„Gelächelt hat sie, die Standesbeamtin. Wie wir vor ihr gestanden haben, nervös mit den Ringen nestelnd und die wir schon über 20 Jahre trugen und die jetzt noch mal Symbol dafür wurden, was wir waren.“
Gedankenversunken starre ich aus dem Fenster, es ist früh und es ist noch dunkel da draußen. Stockdunkel. Und es regnet in Strömen. Das ist gut. Gut für die Natur nach diesem extrem heißen und trockenen Sommer. Schlecht für mich. Ich mag den Regen und das Dunkel der Nacht. Schon als Kind habe ich mich manchmal Nachts aus dem Haus geschlichen. Um sie zu genießen, diese Stille und diese Friedlichkeit. Auch heute noch sitze ich manchmal draussen und sauge sie in mich ein, diese stille Friedlichkeit der Nacht. Beobachte die Sterne und gehe auf Reisen, mit meinen Gedanken und Erinnerungen. Und mit der Frage, wie lange ich das noch erleben kann und darf.
Die vielleicht noch kommenden Sommer sind für mich übersichtlich geworden, das ist der Lauf der Zeit, eines Lebens. Meines Lebens. Manchmal wundere ich mich schon, dass ich überhaupt so alt geworden bin. Bisher. Und manchmal erschrecke ich mich. Vor dem was war, in so vielen Momenten meiner Zeit und dass ich nicht mehr so viel davon habe. Zeit.
Ja, ich mag den Regen und das Dunkel der Nacht. Immer noch und trotzdem. Trotzdem es mich erinnert. An das was geschehen ist und alles in mir verändert hat. Der Regen und das Dunkel können nichts dafür.
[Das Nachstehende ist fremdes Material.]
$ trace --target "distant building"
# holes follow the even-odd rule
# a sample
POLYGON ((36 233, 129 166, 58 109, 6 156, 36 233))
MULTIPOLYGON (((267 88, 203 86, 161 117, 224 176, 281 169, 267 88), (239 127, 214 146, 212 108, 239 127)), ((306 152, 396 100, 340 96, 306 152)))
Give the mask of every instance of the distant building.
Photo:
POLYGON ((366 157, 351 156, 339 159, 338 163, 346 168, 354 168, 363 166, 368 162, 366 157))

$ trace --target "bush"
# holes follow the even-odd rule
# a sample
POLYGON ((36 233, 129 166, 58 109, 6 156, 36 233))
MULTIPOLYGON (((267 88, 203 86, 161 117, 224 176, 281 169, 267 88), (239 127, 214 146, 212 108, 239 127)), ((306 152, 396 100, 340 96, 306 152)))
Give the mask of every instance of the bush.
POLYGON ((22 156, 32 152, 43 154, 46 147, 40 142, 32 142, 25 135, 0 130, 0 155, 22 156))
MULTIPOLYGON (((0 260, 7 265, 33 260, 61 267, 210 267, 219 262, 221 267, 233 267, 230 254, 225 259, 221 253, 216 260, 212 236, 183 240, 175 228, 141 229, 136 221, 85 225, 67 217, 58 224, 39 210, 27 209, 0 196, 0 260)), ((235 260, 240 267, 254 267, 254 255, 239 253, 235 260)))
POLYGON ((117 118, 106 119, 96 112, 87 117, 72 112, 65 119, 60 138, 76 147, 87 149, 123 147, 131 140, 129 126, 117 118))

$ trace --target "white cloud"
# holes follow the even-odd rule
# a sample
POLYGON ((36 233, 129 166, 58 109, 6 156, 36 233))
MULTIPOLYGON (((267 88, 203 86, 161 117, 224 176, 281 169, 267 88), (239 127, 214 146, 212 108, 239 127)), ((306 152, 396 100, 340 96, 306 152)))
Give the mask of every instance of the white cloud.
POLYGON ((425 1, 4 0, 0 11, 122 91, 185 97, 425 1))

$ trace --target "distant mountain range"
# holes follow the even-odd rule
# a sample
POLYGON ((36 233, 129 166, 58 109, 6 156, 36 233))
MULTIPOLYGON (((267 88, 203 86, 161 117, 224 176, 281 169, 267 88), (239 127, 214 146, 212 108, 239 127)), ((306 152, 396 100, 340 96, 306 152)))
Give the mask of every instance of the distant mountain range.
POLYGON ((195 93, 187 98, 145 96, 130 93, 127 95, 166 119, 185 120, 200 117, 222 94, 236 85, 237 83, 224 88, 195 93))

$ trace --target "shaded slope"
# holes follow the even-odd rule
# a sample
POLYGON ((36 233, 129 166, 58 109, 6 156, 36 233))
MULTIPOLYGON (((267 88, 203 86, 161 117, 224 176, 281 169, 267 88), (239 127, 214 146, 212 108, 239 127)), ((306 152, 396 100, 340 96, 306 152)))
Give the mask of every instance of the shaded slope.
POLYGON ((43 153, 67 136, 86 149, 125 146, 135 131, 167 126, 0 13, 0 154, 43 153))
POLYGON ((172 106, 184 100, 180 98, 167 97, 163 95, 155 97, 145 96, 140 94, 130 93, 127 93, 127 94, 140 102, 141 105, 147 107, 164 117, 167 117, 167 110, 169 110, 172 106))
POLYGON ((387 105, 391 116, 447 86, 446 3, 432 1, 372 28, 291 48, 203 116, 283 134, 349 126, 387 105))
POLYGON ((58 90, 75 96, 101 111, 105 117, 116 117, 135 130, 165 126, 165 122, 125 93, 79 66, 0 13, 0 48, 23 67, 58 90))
Dafür, dass ich zutiefst gebrochen bin, dafür, dass ich nicht mehr sein kann wie ich mal war. Dafür, dass es mir alles genommen hat, was ich jemals geliebt habe. Dieses Dunkel und dieser Regen. Damals, an diesem Januartag. Damals, vor 4 Jahren, 8 Monaten, ein paar Tage und Stunden. So lange schon? So lange bist du schon nicht mehr da. So lange schon und doch fühlt es sich an, als wäre es eben erst geschehen.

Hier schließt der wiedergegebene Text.